Hamas-Angriff: Woher kommen die Mittel der Terrororganisation für den Krieg in Israel

Woher hat die Hamas die finanziellen Mittel, um Israel anzugreifen?
Die Hamas ist ohne die Unterstützung aus dem Ausland nicht handlungsfähig. Insbesondere der Iran spielt dabei eine Rolle. Das betrifft finanzielle Hilfen, die Lieferung von Waffensystemen, die Ausbildung von Kämpfern und die strategische Vorbereitung. Und der Führer der Hamas führt ein Luxusleben in Qatar und hält von dort aus seine Hetzreden gegen Juden. 
Was muss die Bundesregierung tun?
Die Bundesregierung hat klar die Unterstützung und Solidarität Deutschlands für Israel betont. Jetzt muss geprüft werden, inwiefern Steuergelder für die Palästinensische Autonomiebehörde reduziert werden können. Jegliche Terrorförderung muss ausgeschlossen werden. Nur zweckgebundene Nothilfe für die Zivilbevölkerung ist vertretbar. Der Antisemit Abbas ist nicht willens und in der Lage, die Hamas zu stoppen, die auch die Palästinensische Bevölkerung in Gaza selbst terrorisieren und unterdrücken und eine islamistische und militante Ideologie verfolgt. 
Was muss die Europäische Union jetzt tun?
Im EU-Parlament gibt es eine latent unreflektierte Sympathie für die Palästinenser, die oftmals blind für extremistische Tendenzen ist. Daraus entsteht eine unkontrollierte Unterstützung durch EU-Gelder, die auch immer wieder für Terrorismus missbraucht werden könnten. Ich habe selbst dazu vor vielen Jahren einen Untersuchungsausschuss geleitet. Hier muss man viel genauer hinschauen und die humanitäre und entwicklungspolitische Unterstützung so zuzuschneiden, dass Gelder nicht für Terrorismus gegen Israel missbraucht werden können. 
Auf den Straßen in Berlin-Neukölln wurden die Terrorangriffe mit Süßigkeiten und Anti-Israel-Demonstrationen gefeiert. Immer wieder gibt es in der Hauptstadt antisemitische Demonstrationen. Haben wir in Deutschland ein Problem mit Antisemitismus?
Ja, wir haben in Deutschland tatsächlich ein Problem mit Antisemitismus. Seit Jahrzehnten gibt es rechten und auch linken Antisemitismus. Jetzt kommt ein migrantischer Antisemitismus wie gerade in Neukölln hinzu. Das ist beschämend und unerträglich. Das können wir nicht tolerieren und wir müssen als Gesellschaft klar dazu Stellung beziehen. Alle Mittel des Rechtsstaates müssen genutzt werden, um die Verherrlicher von Gewalt und die Unterstützer der terroristischen Hamas zur Rechenschaft zu ziehen. In Nordrhein-Westfalen haben wir mit Innenminister Herbert Reul mit tausend Nadelstichen den Clans die Grenzen aufgezeigt. Das muss jetzt auch rund um die Sonnenallee in Neukölln geschehen. 

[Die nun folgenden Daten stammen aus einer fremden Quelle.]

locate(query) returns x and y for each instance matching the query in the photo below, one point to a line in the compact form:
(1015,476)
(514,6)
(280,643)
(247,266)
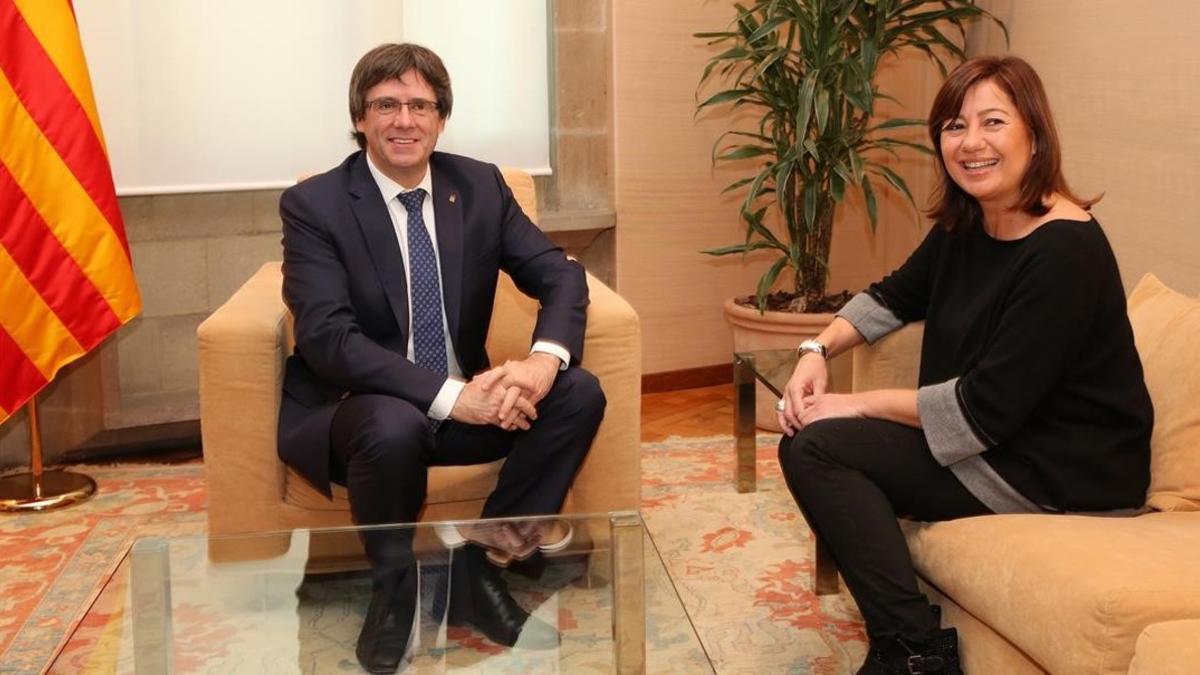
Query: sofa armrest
(1168,647)
(891,363)
(243,347)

Krieg in Israel: Wird es jemals Frieden geben?

Das von Ihnen gegründete Abraham Accords Institute setzt sich von Berlin aus ein für den Frieden in der Region. Wie sehr wird dieser Prozess jetzt belastet durch diesen Kriegsausbruch?
Der Weg regionaler Integration, diplomatischer, kultureller und wirtschaftlicher Austausch zwischen Israel und seinen arabischen Nachbarn sowie religiöseToleranz bleibt richtig. Ich hoffe, dass Saudi-Arabien die Absicht des Iran hinter dem Terror erkennt und seine Bemühungen um Annäherung und Entspannung fortsetzt. 
Wird es jemals Frieden in der Region geben?
Die Abraham Accords sind ein Zeichen der Hoffnung auf Frieden. Dass jetzt Terroristen töten, wird die Hoffnung auf Frieden nicht ersticken. Die Hoffnung bleibt.